Kompas TV nasional peristiwa

Komnas HAM RI Rekomendasikan Pemerintah dan DPR Kaji Ulang RUU Perubahan Kedua UU ITE

Kompas.tv - 28 Juli 2022, 16:23 WIB
komnas-ham-ri-rekomendasikan-pemerintah-dan-dpr-kaji-ulang-ruu-perubahan-kedua-uu-ite
Ilustrasi UU Informasi dan Transaksi Elektronik (ITE). UU ITE lahir dari semangat demokrasi untuk menciptakan ruang digital yang bersih. (Sumber: Kompas.com/Wahyunanda Kusuma)
Penulis : Ninuk Cucu Suwanti | Editor : Purwanto

JAKARTA, KOMPAS.TV- Komisi Nasional Hak Asasi Manusia (Komnas HAM) RI merekomendasikan Pemerintah RI dan DPR RI untuk mengkaji ulang RUU Perubahan Kedua UU ITE.

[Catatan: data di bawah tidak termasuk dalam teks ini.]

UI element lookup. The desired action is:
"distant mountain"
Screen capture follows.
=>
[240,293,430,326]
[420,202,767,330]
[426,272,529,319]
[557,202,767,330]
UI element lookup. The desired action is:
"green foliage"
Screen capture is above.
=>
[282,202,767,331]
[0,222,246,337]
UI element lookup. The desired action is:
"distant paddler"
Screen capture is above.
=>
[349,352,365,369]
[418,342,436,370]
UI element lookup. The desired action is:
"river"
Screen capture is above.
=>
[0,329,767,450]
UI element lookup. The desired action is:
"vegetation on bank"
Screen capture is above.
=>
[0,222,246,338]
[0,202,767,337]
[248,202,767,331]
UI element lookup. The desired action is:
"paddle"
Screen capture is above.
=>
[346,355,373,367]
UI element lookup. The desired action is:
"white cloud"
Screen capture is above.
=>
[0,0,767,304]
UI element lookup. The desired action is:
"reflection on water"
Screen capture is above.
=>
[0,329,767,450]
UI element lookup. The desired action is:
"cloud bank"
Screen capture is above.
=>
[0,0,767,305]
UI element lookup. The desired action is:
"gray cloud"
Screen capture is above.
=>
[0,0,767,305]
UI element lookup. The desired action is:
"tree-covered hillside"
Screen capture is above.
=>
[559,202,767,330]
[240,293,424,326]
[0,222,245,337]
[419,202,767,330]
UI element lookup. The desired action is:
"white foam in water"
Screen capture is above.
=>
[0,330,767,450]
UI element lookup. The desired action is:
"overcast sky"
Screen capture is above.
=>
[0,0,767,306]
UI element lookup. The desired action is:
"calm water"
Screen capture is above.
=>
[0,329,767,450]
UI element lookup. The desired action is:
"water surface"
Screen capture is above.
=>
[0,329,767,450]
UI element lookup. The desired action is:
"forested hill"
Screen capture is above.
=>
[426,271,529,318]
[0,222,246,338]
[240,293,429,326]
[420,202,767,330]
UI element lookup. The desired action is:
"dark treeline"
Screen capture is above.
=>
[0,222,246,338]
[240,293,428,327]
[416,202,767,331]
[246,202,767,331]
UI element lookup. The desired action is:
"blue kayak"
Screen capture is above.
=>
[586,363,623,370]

Demikian Komsisioner Pengkajian dan Penelitian Komnas HAM RI Sandrayati Moniaga dalam keterangan tertulisnya, Kamis (28/7/2022).

“RUU Perubahan Kedua UU ITE perlu menggeser orientasi dari pengekangan hak kebebasan berekspresi ke orientasi perlindungan hak kebebasan berekspresi,” kata Sandra.

Sandra pun merinci setidaknya 6 point dari hasil kajian secara materil dan formil RUU ITE.

Pertama, Memasukkan “asas non diskriminasi” sebagai asas penting di dalam RUU ITE.

Kedua, Pembentuk RUU ITE perlu mencantumkan pasal khusus tentang ‘pembatasan yang sah dan proporsional’.

Baca Juga: Kisah Saiful Mahdi, Beri Masukan Draft RUU ITE yang Dipenjara Karena UU ITE,  Kini Dapat Amnesti

“Agar menjadi dasar bagi penegak hukum dalam menyikapi sejauh mana laporan atas suatu kasus memenuhi kriteria sebagai suatu tindak pidana ataukah bukan,” ujar Sandra.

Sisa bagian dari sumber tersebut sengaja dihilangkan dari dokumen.